A deficit approach to research
Colonisation has a negative impact on indigenous cultures and ways of life. Disease, death and despair are its handmaidens. Colonisation is not a word that is bound in the past tense, chained to the actions of previous settlers, but is a word that continues to creep and choke in the present tense, perpetrated by our own actions or inactions.

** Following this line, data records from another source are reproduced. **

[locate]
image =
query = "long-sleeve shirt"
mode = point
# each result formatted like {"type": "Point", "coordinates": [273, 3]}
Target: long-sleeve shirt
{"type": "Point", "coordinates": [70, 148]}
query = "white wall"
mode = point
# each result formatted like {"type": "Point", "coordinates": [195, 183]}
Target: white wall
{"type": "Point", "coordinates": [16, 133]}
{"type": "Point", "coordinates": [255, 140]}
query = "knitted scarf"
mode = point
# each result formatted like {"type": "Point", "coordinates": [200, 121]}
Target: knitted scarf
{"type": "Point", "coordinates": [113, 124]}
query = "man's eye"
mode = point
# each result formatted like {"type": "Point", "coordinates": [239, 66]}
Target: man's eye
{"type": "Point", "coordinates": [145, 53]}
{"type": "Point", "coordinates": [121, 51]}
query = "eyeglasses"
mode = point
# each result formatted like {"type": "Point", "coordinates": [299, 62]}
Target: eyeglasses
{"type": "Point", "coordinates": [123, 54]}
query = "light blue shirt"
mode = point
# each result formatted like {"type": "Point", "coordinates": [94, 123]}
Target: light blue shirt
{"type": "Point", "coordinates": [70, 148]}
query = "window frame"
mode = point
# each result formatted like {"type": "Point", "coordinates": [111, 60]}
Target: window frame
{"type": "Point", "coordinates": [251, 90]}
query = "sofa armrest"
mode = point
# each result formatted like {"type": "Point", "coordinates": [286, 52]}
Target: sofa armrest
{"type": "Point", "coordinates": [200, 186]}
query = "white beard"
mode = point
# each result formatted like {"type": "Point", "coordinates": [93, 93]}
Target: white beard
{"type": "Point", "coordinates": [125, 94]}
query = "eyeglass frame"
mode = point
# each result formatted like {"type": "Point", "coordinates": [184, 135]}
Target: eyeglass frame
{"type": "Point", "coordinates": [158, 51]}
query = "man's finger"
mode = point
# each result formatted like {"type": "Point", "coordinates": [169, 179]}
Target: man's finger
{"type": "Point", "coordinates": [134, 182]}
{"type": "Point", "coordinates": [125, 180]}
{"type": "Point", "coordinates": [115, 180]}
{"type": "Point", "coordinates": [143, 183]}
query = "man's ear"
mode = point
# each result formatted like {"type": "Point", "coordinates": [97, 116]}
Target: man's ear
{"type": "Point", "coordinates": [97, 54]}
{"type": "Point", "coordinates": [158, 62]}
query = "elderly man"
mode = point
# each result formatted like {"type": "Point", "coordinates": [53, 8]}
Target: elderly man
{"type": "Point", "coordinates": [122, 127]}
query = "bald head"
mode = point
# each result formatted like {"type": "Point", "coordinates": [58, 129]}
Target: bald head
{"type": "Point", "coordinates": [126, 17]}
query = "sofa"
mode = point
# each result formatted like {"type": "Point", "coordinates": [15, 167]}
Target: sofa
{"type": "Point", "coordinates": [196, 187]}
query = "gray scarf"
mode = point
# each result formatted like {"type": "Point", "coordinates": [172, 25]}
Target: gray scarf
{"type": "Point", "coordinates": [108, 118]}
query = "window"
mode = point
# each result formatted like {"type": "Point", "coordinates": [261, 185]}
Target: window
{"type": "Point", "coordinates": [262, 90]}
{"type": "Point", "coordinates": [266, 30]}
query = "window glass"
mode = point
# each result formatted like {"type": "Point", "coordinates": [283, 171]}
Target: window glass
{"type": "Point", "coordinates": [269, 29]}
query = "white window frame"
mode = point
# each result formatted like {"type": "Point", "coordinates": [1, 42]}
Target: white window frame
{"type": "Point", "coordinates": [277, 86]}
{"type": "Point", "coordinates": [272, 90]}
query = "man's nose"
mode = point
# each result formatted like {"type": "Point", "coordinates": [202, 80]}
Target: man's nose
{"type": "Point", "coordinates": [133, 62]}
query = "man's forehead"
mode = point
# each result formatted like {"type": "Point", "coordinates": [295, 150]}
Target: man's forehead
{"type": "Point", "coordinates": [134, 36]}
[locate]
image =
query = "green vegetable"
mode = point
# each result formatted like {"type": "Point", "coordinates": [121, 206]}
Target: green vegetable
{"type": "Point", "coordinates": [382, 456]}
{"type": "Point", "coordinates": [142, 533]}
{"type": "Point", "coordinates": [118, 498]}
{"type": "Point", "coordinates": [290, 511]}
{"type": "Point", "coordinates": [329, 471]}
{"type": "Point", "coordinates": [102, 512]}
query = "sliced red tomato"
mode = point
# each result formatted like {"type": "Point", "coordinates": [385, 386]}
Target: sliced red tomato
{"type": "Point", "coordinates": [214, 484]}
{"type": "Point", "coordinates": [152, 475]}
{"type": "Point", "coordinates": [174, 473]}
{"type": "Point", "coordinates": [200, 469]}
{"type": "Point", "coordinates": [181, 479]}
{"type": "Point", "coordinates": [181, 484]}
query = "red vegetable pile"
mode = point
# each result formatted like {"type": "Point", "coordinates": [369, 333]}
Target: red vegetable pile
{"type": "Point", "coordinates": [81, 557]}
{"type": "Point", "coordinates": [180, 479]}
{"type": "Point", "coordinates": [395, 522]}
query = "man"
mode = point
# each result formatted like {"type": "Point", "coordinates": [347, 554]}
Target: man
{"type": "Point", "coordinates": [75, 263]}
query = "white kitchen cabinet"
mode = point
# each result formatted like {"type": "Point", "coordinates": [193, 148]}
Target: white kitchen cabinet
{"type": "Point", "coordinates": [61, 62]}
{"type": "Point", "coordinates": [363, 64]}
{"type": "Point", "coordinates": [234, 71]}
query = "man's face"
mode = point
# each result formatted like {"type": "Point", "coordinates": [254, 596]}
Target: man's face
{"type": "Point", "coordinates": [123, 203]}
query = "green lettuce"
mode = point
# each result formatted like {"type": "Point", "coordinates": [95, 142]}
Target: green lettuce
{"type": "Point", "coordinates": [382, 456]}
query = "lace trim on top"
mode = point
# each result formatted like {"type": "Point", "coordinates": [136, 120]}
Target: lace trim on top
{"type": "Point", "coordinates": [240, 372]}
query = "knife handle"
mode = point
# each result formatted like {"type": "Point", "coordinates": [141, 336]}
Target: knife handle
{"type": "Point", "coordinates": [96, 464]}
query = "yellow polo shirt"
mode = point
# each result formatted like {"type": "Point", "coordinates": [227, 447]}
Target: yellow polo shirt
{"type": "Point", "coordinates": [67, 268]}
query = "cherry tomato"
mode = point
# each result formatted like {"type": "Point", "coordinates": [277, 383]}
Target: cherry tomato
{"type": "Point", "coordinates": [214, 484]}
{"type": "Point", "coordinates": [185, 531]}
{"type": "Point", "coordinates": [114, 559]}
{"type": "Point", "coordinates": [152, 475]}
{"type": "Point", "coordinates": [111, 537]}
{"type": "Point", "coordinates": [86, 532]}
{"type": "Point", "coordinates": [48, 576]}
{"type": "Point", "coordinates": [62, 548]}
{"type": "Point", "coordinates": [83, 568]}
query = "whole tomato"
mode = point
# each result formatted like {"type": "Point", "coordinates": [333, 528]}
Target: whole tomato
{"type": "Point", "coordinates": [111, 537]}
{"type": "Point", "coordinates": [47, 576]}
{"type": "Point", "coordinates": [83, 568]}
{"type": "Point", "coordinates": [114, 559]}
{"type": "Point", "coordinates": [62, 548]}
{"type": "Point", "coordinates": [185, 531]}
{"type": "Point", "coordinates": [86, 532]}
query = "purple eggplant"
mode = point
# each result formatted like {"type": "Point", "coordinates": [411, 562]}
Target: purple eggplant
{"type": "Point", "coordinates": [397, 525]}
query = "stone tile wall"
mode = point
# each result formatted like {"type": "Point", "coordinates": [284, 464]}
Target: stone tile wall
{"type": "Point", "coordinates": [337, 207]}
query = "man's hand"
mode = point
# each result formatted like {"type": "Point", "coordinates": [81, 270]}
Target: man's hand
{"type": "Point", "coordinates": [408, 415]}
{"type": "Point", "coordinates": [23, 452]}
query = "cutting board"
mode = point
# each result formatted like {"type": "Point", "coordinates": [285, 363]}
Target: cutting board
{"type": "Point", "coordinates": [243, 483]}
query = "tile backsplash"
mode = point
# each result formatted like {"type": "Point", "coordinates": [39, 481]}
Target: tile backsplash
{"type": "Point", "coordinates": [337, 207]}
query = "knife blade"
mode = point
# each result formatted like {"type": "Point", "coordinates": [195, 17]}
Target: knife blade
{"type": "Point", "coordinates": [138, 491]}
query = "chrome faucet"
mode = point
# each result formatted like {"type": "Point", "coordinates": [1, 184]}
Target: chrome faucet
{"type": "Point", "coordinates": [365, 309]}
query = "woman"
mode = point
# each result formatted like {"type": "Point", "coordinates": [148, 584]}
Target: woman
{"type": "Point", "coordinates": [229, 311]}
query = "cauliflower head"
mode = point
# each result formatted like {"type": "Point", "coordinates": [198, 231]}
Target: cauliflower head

One way in which research enacts colonisation is by researchers taking a deficit approach in explaining their findings. In a deficit approach the impact of privilege, power and structural inequalities are not taken into account. Instead individuals are blamed for their situation, that somehow it is their fault that they didn’t climb out of the poverty in which they were born or that it is their fault that they didn’t receive the same opportunities in life that someone living in a leafy treelined suburb did. A deficit approach is insidious, colouring our language and placating our conscience. Health professionals, for example, may talk about patients being lazy or non-compliant as explanations for poor health and ‘life-style’ diseases. Researchers may attribute causal factors for disease to a person’s ethnicity. Politicians may use the rhetoric of treating people ‘equally’ and frame policy in such a way that responsibility shifts from society and the state to individuals. In a recent example of applying a deficit approach the National government established The Ministry for Vulnerable Children in 2016. In applying a label of vulnerability to children the government placed emphasis on weakness and fragility rather than stressing children’s strengths. The Children’s Commissioner, Judge Andrew Becroft, launched a blistering attack on the English name and vowed to only use its Māori name, Oranga Tamariki1, which is aspirational and positive.
In a similar way Kaupapa Māori research looks for the positives in people. It avoids a deficit approach to explaining causality and instead digs deeper, teasing out the structural and institutional factors that contribute to health inequalities. In such a way policy action, that arises from research, may have more impact than the action that results from blame.